🤖 AI Summary
This work addresses the end-to-end generation of structured road networks from remote-sensing or vehicle-mounted imagery—a challenging task requiring joint modeling of Euclidean geometry (e.g., landmark coordinates) and non-Euclidean topology (e.g., connectivity). We propose RoadNet Sequence, a unified integer-sequence representation that jointly encodes both geometric and topological information in a single output. Methodologically, we design a hybrid autoregressive/non-autoregressive sequence modeling framework, introduce Topology-Inherited Training for topology-aware knowledge distillation, and incorporate open-source map priors (SD-Maps) to enhance geometric and topological consistency. Key components include a BEV encoder, a non-autoregressive Transformer, and a sequence decoder. Evaluated on nuScenes, our approach significantly outperforms state-of-the-art methods: it improves both road sign detection accuracy and robustness of connectivity inference, while maintaining high inference efficiency and structural fidelity.
📝 Abstract
The extraction of road network is essential for the generation of high-definition maps since it enables the precise localization of road landmarks and their interconnections. However, generating road network poses a significant challenge due to the conflicting underlying combination of Euclidean (e.g., road landmarks location) and non-Euclidean (e.g., road topological connectivity) structures. Existing methods struggle to merge the two types of data domains effectively, but few of them address it properly.

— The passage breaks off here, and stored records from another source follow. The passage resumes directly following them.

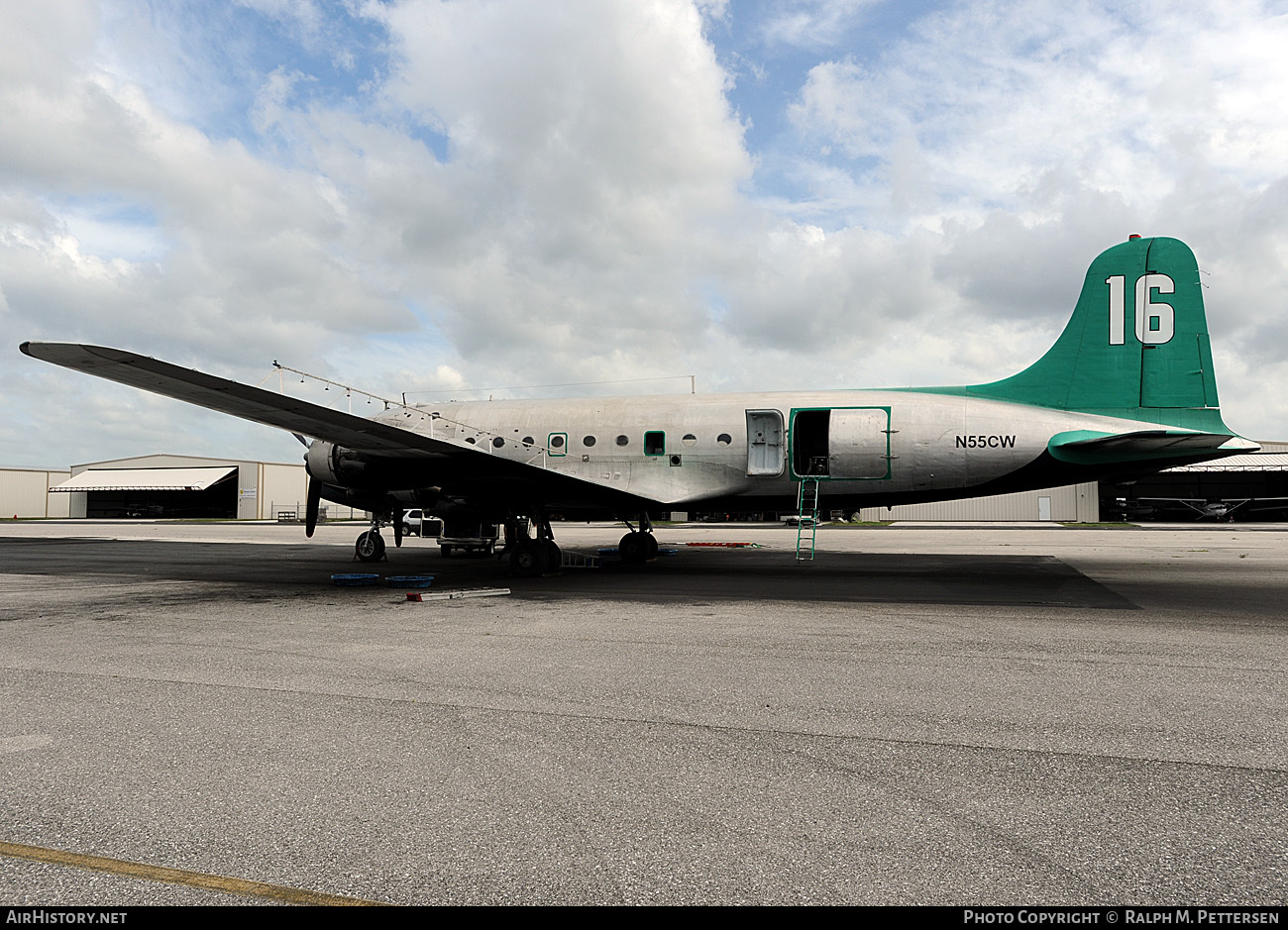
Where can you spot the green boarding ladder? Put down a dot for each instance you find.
(806, 513)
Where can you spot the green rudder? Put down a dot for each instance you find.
(1136, 346)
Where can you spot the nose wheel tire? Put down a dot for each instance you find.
(636, 548)
(370, 547)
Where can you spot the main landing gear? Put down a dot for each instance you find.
(639, 545)
(372, 545)
(531, 558)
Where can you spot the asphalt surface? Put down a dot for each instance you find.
(922, 715)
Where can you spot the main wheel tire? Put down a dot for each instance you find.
(632, 549)
(528, 560)
(370, 547)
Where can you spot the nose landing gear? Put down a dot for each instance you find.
(639, 545)
(372, 545)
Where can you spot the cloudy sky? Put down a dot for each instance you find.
(424, 196)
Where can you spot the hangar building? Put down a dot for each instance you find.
(161, 485)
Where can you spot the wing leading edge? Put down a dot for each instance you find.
(244, 401)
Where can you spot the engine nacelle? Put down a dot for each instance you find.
(336, 465)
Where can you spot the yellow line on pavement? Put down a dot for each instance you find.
(179, 877)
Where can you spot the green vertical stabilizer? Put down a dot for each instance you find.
(1136, 344)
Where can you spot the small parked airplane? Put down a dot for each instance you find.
(1202, 508)
(1126, 389)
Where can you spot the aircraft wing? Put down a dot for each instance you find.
(241, 399)
(463, 463)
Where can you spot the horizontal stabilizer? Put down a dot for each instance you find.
(241, 399)
(1086, 447)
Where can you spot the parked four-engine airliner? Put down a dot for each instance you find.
(1126, 389)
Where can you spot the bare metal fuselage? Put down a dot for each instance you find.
(748, 451)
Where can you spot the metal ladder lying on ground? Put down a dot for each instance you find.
(806, 524)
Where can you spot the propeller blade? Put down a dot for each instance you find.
(310, 514)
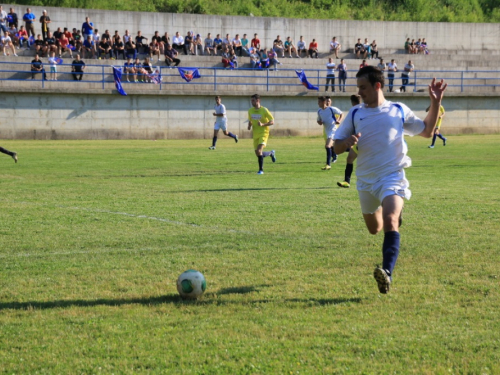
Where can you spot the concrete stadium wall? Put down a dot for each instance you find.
(440, 36)
(111, 116)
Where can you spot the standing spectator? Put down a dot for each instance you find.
(278, 47)
(3, 20)
(342, 69)
(392, 68)
(171, 56)
(313, 49)
(330, 74)
(77, 68)
(87, 28)
(12, 18)
(29, 18)
(209, 45)
(335, 47)
(259, 120)
(37, 66)
(405, 75)
(45, 20)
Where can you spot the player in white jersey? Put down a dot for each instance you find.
(220, 122)
(377, 127)
(329, 117)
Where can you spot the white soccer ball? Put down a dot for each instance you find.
(191, 284)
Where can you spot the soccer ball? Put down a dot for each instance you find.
(191, 284)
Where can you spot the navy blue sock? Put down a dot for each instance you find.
(390, 250)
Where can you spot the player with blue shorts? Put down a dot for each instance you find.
(377, 127)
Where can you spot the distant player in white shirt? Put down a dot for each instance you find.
(329, 117)
(220, 122)
(377, 127)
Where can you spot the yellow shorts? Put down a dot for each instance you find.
(260, 141)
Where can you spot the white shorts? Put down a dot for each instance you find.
(221, 125)
(372, 196)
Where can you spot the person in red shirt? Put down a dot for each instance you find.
(313, 49)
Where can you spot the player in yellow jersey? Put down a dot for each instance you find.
(437, 131)
(259, 120)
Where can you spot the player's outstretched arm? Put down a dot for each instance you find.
(436, 93)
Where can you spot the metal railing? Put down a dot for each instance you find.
(213, 78)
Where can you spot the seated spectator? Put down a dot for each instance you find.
(128, 70)
(359, 49)
(77, 68)
(104, 49)
(171, 56)
(237, 46)
(278, 47)
(7, 44)
(209, 45)
(88, 49)
(301, 46)
(335, 47)
(37, 67)
(313, 49)
(290, 48)
(374, 49)
(118, 47)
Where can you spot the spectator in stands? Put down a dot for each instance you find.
(28, 19)
(178, 42)
(89, 49)
(278, 47)
(37, 66)
(290, 48)
(171, 56)
(209, 45)
(40, 47)
(392, 68)
(104, 49)
(342, 69)
(313, 49)
(255, 43)
(131, 49)
(7, 44)
(301, 46)
(77, 68)
(359, 49)
(405, 75)
(88, 29)
(3, 20)
(128, 70)
(335, 47)
(119, 47)
(12, 18)
(374, 49)
(330, 75)
(237, 46)
(44, 21)
(217, 44)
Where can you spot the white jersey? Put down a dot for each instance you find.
(381, 147)
(329, 118)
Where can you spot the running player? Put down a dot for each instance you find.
(437, 131)
(260, 119)
(377, 127)
(329, 117)
(220, 122)
(353, 153)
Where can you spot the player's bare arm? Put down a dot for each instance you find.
(436, 92)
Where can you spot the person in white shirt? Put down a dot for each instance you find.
(377, 128)
(220, 122)
(329, 117)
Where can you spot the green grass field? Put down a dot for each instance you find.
(95, 233)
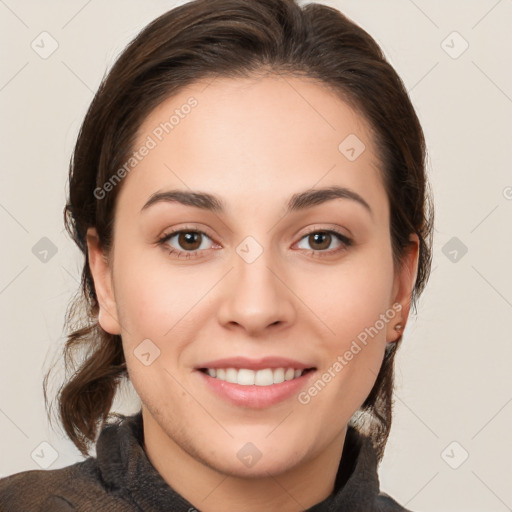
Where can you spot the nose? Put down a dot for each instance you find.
(257, 296)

Instead, our work establishes a unified representation of both types of data domain by projecting both Euclidean and non-Euclidean data into an integer series called RoadNet Sequence. Further than modeling an auto-regressive sequence-to-sequence Transformer model to understand RoadNet Sequence, we decouple the dependency of RoadNet Sequence into a mixture of auto-regressive and non-autoregressive dependency. Building on this, our proposed non-autoregressive sequence-to-sequence approach leverages non-autoregressive dependencies while fixing the gap towards auto-regressive dependencies, resulting in success on both efficiency and accuracy. We further identify two main bottlenecks in the current RoadNetTransformer on a non-overfitting split of the dataset: poor landmark detection limited by the BEV Encoder and error propagation to topology reasoning. Therefore, we propose Topology-Inherited Training to inherit better topology knowledge into RoadNetTransformer. Additionally, we collect SD-Maps from open-source map datasets and use this prior information to significantly improve landmark detection and reachability. Extensive experiments on nuScenes dataset demonstrate the superiority of RoadNet Sequence representation and the non-autoregressive approach compared to existing state-of-the-art alternatives.